Cologne : une guerre des ventres !

Tribune d’Anne Trewby, présidente des Antigones, parue sur boulevard Voltaire

 

Dans la nuit du Nouvel An, dans plusieurs grandes villes européennes, des groupes d’hommes d’origine extra européenne ont agressé sexuellement des centaines de femmes.

L’événement choque par son ampleur. Il n’est pourtant pas sans précédent : en France comme ailleurs en Europe, de pareilles agressions sont si régulières que plus un média ne prend la peine d’en rendre compte. Beaucoup en France ignorent ces crimes et délits sexuels, comme les Anglais n’ont rien su pendant des années des gangs de Pakistanais qui violaient dans le sud du pays des adolescentes Anglaises, tant policiers et médias avaient peur d’être accusés de racisme. C’est pourtant la réalité, dans sa brutalité crue.

A nos sœurs et à nos filles, nous voulons dire : la classe politique ne vous protégera pas, les médias ne vous soutiendront pas, les féministes conventionnelles ne vous sauveront pas. Ils ne veulent pas accepter le fait que ces viols sont une guerre des ventres ;  comme dans le passé et dans beaucoup de zones de conflit ils ont été et sont encore une arme de guerre.

Sans les témoignages des victimes, les nombreux témoins et les pressions d’Internet, l’histoire serait restée lettre morte. Bon an mal an, les journalistes se sont finalement résolus à aborder l’affaire…. en relayant les mises en garde des personnalités politiques craignant l’amalgame. Heureusement, grâce à la vigilance de nos médias nous allons pouvoir nous préparer à faire face à ces terribles événements en luttant contre…. leur récupération par l’extrême-droite !

Libération s’attarde à préciser le petit nombre de clandestins interpellés à Cologne – 18 selon le quotidien, 22 selon l’Express – mais ne s’inquiète pas du nombre total d’interpellations (31), au regard du nombre d’agressions et de plaintes (516 plaintes déposées à Cologne à ce jour).

Les réactions et l’absence de décisions de nos irresponsables politiques est également extrêmement préoccupante. Quand on lit dans le Figaro les mesures dérisoires proposées pour faire face à la situation, on est en droit de s’inquiéter pour la sécurité des femmes en Europe. Et les déclarations ahurissantes du Maire de Cologne demandant aux femmes Allemandes de changer de comportement revient à dire que les femmes ont une responsabilité dans ces agressions. Par ces propos, le pouvoir politique nous abandonne à notre triste sort – entre agressions sexuelles en réunion et accusations de racisme !

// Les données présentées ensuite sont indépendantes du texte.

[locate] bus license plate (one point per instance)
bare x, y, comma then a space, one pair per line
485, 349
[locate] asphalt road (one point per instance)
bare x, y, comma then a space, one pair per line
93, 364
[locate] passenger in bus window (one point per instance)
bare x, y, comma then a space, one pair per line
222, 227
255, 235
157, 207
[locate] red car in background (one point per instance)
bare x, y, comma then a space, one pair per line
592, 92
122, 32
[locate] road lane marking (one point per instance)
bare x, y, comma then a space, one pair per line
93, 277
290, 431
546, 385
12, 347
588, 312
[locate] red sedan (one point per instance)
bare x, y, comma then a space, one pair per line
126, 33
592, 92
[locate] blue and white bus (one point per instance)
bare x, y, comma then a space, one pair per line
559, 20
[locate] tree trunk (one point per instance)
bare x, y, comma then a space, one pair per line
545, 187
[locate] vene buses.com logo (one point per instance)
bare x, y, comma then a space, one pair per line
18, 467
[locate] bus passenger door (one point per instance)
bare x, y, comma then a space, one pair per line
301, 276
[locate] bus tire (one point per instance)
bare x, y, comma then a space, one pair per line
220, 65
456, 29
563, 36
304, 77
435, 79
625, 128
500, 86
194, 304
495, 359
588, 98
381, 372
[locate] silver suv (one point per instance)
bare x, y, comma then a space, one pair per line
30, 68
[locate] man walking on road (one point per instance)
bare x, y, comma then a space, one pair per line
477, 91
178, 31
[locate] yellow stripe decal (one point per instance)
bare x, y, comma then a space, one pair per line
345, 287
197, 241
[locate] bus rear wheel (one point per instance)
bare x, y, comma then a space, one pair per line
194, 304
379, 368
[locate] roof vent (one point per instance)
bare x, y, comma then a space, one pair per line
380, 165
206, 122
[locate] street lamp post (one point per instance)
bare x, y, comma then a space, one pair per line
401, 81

Quant à la condamnation rituelle d’Osez Le Féminisme (OLF) de ces événements, elle est un vrai exercice d’équilibrist-e-s. Elle dilue la spécificité de ces actes dans les dizaines de milliers de viols commis chaque année et atténue leur condamnation d’un long prologue anti-amalgames. Au passage, OLF saisit l’occasion de promouvoir le concept de « féminicide », sans le nommer, en faisant de tout viol un acte politique, qui s’inscrit dans la « guerre des sexes». Elle instrumentalise cette actualité en vue de servir ses propres objectifs sans aborder la réalité en face : le sous-bassement géo-politique de ces agressions est évident. Ces crimes auraient pu être évités par une meilleure maîtrise des frontières.

Mais ne vous inquiétez pas, la solution est toute trouvée. Demain une nouvelle actualité viendra faire oublier cette série d’agressions et les populations inquiètes pourront se divertir de leur malheur… au prochain Carnaval de Cologne pour les plus courageux.

Avec nos hommes, nous voulons, nous, construire le monde de demain en éduquant nos fils à respecter et protéger leurs sœurs, leurs femmes et leurs filles ; et nos filles à vivres fières, et non soumises, sans jamais courber la tête.